Im Kampf gegen die Schuldenkrise hatte Gaspar harte Einsparungen und Steuererhöhungen durchgesetzt und wichtige Reformen angestoßen. Doch die lang anhaltende Rezession machte dem 52-Jährigen bei der Erreichung der Haushaltsdefizit-Ziele einen Strich durch die Rechnung. Die für 2012 veranschlagten 5,0 Prozent wurden gleich um 1,6 Prozentpunkte verfehlt. Das und die auf das Rekordniveau von mehr als 18 Prozent gekletterte Arbeitslosenrate höhlten das Vertrauen in die Sparpolitik zuletzt auch bei den liberalen Beobachtern aus.

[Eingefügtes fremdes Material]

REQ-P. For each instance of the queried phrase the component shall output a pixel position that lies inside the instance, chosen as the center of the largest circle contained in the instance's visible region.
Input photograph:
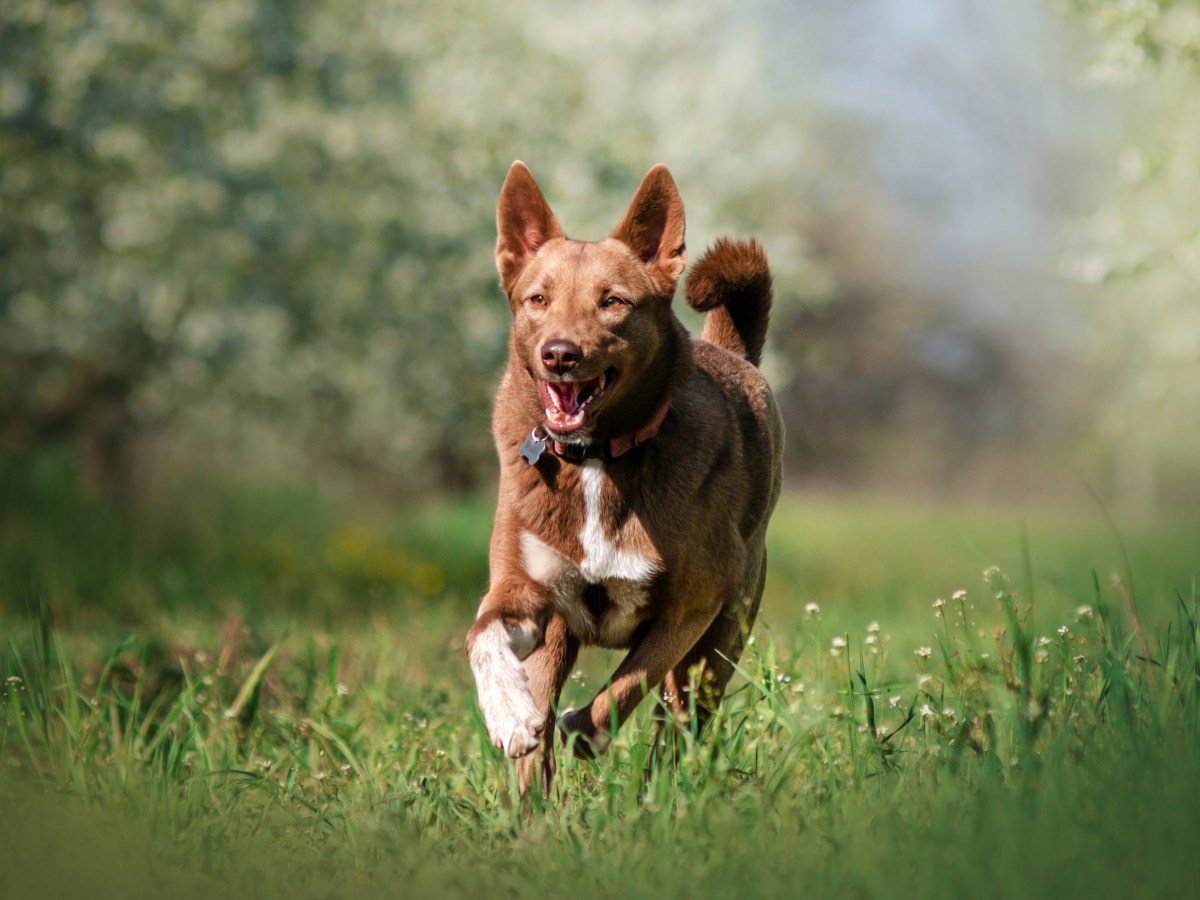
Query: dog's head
(591, 319)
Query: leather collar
(540, 441)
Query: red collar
(539, 441)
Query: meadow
(253, 690)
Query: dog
(639, 469)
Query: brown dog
(637, 471)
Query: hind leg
(547, 669)
(693, 690)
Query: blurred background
(253, 239)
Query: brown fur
(658, 550)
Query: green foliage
(1137, 255)
(1031, 732)
(268, 226)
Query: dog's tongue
(565, 403)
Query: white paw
(514, 721)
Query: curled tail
(732, 285)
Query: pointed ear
(654, 225)
(523, 222)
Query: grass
(255, 691)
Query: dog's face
(588, 318)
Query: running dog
(639, 468)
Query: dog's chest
(603, 594)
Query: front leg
(508, 629)
(660, 649)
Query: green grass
(252, 691)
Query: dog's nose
(561, 357)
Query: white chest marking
(603, 559)
(624, 575)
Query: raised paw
(515, 725)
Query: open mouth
(567, 403)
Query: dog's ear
(523, 222)
(654, 226)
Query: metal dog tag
(533, 447)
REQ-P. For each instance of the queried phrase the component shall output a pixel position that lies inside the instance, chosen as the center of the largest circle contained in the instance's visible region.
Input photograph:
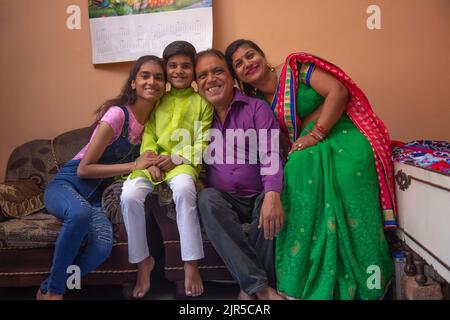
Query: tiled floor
(161, 289)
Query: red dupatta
(358, 110)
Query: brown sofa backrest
(40, 160)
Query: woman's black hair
(179, 47)
(231, 49)
(128, 94)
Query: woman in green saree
(337, 179)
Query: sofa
(27, 241)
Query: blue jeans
(82, 221)
(77, 202)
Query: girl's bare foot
(47, 296)
(142, 286)
(193, 284)
(243, 296)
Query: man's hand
(271, 216)
(156, 174)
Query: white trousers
(132, 200)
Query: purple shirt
(263, 169)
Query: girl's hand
(302, 143)
(156, 173)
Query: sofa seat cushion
(34, 231)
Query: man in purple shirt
(244, 181)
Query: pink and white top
(115, 118)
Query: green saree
(332, 245)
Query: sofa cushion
(20, 198)
(34, 231)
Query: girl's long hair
(128, 94)
(231, 49)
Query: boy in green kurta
(174, 137)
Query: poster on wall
(124, 30)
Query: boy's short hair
(179, 47)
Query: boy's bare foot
(193, 284)
(243, 296)
(268, 293)
(47, 296)
(142, 286)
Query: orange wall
(49, 85)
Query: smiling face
(180, 71)
(215, 82)
(249, 65)
(149, 82)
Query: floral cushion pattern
(20, 198)
(34, 231)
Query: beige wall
(48, 84)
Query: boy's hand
(165, 163)
(156, 173)
(145, 160)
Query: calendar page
(124, 30)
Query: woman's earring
(241, 85)
(194, 85)
(272, 69)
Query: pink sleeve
(115, 118)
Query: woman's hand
(156, 173)
(302, 143)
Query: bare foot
(47, 296)
(243, 296)
(268, 293)
(193, 284)
(142, 286)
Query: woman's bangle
(315, 135)
(321, 129)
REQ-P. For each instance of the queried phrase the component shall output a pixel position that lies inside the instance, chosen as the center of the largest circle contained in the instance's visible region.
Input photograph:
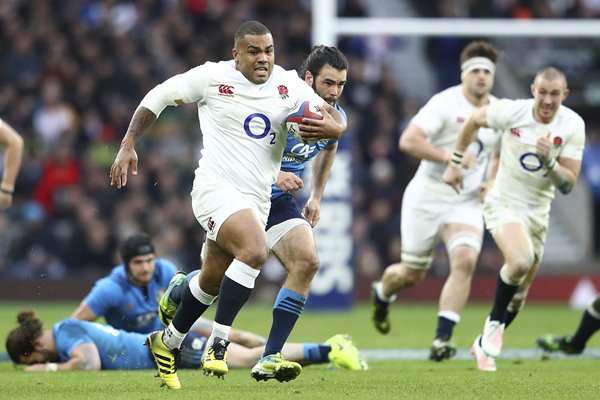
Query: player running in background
(128, 297)
(83, 345)
(289, 230)
(431, 210)
(13, 155)
(575, 344)
(542, 147)
(242, 106)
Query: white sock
(450, 315)
(383, 297)
(220, 331)
(172, 338)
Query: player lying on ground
(83, 345)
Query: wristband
(552, 165)
(51, 367)
(456, 158)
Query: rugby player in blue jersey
(289, 230)
(83, 345)
(128, 297)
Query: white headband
(476, 63)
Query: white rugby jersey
(441, 119)
(242, 123)
(521, 178)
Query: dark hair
(321, 56)
(249, 28)
(550, 74)
(19, 341)
(136, 245)
(480, 48)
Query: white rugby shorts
(497, 213)
(424, 213)
(213, 201)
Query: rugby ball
(306, 110)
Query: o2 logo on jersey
(531, 162)
(249, 120)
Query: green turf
(413, 327)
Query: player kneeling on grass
(83, 345)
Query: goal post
(327, 26)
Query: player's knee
(310, 266)
(520, 264)
(254, 256)
(595, 305)
(517, 302)
(463, 261)
(400, 276)
(414, 276)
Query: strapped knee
(469, 239)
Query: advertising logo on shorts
(333, 287)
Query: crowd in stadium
(71, 75)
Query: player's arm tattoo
(141, 120)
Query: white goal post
(327, 26)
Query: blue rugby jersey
(117, 349)
(127, 306)
(296, 154)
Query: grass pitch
(413, 326)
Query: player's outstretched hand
(453, 176)
(288, 181)
(543, 147)
(126, 157)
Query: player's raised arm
(127, 157)
(157, 99)
(332, 126)
(453, 175)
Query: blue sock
(503, 296)
(445, 328)
(316, 353)
(287, 310)
(232, 297)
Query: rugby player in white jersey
(242, 106)
(542, 147)
(431, 210)
(13, 155)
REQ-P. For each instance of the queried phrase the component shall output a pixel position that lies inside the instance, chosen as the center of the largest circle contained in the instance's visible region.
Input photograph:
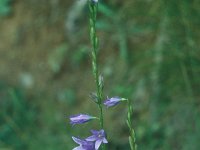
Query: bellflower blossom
(96, 1)
(98, 137)
(80, 119)
(109, 102)
(83, 144)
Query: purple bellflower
(80, 119)
(98, 137)
(83, 144)
(109, 102)
(96, 1)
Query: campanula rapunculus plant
(98, 138)
(109, 102)
(83, 144)
(80, 119)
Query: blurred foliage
(5, 8)
(149, 52)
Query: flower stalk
(93, 7)
(132, 138)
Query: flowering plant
(98, 138)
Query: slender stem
(93, 6)
(132, 138)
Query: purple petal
(105, 140)
(78, 141)
(94, 132)
(78, 148)
(91, 138)
(97, 144)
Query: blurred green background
(149, 53)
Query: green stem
(94, 40)
(132, 138)
(93, 6)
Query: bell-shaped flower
(83, 144)
(80, 119)
(98, 137)
(109, 102)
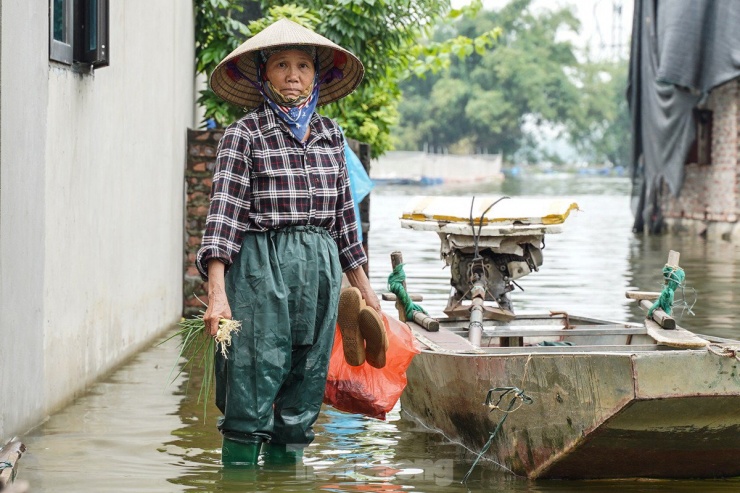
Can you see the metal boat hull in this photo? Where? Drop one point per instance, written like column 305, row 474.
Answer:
column 659, row 414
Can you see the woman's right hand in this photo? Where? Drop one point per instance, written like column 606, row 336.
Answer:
column 218, row 303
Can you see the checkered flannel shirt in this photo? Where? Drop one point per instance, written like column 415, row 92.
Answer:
column 265, row 179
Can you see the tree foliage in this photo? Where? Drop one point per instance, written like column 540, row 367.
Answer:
column 503, row 98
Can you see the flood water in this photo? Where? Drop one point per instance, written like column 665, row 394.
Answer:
column 134, row 432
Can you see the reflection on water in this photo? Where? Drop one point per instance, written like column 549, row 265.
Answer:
column 133, row 432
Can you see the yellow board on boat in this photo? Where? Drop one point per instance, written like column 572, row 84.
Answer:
column 507, row 211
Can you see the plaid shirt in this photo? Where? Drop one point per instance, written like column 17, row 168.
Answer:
column 265, row 179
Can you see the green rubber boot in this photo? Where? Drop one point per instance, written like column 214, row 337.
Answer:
column 239, row 454
column 279, row 454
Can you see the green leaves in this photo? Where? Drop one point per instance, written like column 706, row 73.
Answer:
column 508, row 74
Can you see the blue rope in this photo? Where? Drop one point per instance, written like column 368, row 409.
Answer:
column 518, row 394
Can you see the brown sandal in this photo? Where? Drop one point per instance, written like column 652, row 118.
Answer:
column 376, row 340
column 350, row 303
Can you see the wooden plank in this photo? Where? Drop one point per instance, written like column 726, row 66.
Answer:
column 606, row 348
column 442, row 340
column 673, row 257
column 560, row 332
column 10, row 454
column 659, row 316
column 678, row 337
column 642, row 295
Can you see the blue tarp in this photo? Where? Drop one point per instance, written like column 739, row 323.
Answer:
column 359, row 182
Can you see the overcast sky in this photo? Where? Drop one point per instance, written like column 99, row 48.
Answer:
column 599, row 22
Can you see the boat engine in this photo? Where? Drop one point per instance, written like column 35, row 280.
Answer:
column 498, row 241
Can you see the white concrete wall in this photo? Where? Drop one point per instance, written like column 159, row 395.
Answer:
column 91, row 201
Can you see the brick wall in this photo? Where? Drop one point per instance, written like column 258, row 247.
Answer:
column 709, row 202
column 202, row 146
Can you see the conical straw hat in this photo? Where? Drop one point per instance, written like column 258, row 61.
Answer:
column 231, row 78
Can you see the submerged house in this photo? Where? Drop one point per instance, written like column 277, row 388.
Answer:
column 684, row 98
column 95, row 101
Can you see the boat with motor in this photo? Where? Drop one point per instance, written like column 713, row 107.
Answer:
column 557, row 395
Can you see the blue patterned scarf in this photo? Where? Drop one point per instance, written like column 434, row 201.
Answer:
column 296, row 113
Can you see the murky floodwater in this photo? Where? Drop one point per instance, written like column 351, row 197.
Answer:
column 133, row 432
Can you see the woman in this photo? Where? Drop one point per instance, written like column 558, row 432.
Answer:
column 280, row 231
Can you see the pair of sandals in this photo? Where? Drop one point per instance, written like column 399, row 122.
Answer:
column 363, row 331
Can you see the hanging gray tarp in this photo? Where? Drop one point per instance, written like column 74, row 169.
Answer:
column 681, row 50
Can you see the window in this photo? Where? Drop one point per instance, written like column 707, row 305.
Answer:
column 79, row 32
column 700, row 151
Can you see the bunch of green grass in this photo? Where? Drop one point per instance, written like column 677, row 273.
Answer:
column 198, row 349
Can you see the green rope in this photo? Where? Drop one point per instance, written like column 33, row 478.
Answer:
column 674, row 277
column 7, row 465
column 518, row 394
column 395, row 286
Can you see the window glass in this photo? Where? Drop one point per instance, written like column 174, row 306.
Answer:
column 60, row 18
column 92, row 22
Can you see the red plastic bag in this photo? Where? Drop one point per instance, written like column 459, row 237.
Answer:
column 367, row 390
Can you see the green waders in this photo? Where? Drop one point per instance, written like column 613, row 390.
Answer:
column 284, row 288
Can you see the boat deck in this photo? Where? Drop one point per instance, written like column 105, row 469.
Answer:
column 526, row 334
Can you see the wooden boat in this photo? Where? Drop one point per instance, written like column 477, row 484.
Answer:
column 625, row 400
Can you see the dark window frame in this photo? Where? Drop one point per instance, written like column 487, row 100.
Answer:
column 86, row 34
column 61, row 50
column 700, row 151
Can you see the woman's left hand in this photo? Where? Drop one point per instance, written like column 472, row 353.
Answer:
column 358, row 279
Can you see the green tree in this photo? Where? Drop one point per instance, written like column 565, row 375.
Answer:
column 526, row 77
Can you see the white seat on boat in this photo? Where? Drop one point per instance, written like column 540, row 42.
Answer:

Arbeitgeber haben Verständnis für Arbeiter

Beim Generalstreik vergangenen Donnerstag hatten erstmals alle wichtigen Arbeitgeberverbände Verständnis für die Streikenden geäußert. "Die Arbeiter haben allen Grund, empört zu sein", sagte der Chef des Industrieverbandes CIP, Antonio Saraiva (65). Solche Worte dürften Gaspar nicht geschmeckt haben. In seinem Rücktrittsschreiben nannte er als einen gewichtigen Grund die abnehmende Unterstützung.

Der Wachewechsel im Finanzministerium direkt am Tejo erfolgt in einer Phase, in der Portugal neue Einsparungen beschließen muss, um die Vorgaben der Geldgeber von der EU, der Europäischen Zentralbank (EZB) und vom Internationalen Währungsfonds (IWF) zu erfüllen.

Nachfolgerin Albuquerque

Unter Gaspar-Nachfolgerin Maria Luis Albuquerque (45) werde die Sanierungspolitik unbeirrt fortgesetzt, betonte die Regierung vor dem Rücktritt von Portas. Man halte am Defizitziel von 5,5 Prozent für 2013 fest. Eine Lockerung der Ziele in Absprache mit den Geldgebern sei allerdings nicht ausgeschlossen, sagte ein Passos-Sprecher der staatlichen Nachrichtenagentur Lusa am Dienstag. Mit einem entsprechenden Antrag aus Lissabon sollte Brüssel auf jeden Fall rechnen, zumal Albuquerque unter Experten kaum Vertrauen genießt.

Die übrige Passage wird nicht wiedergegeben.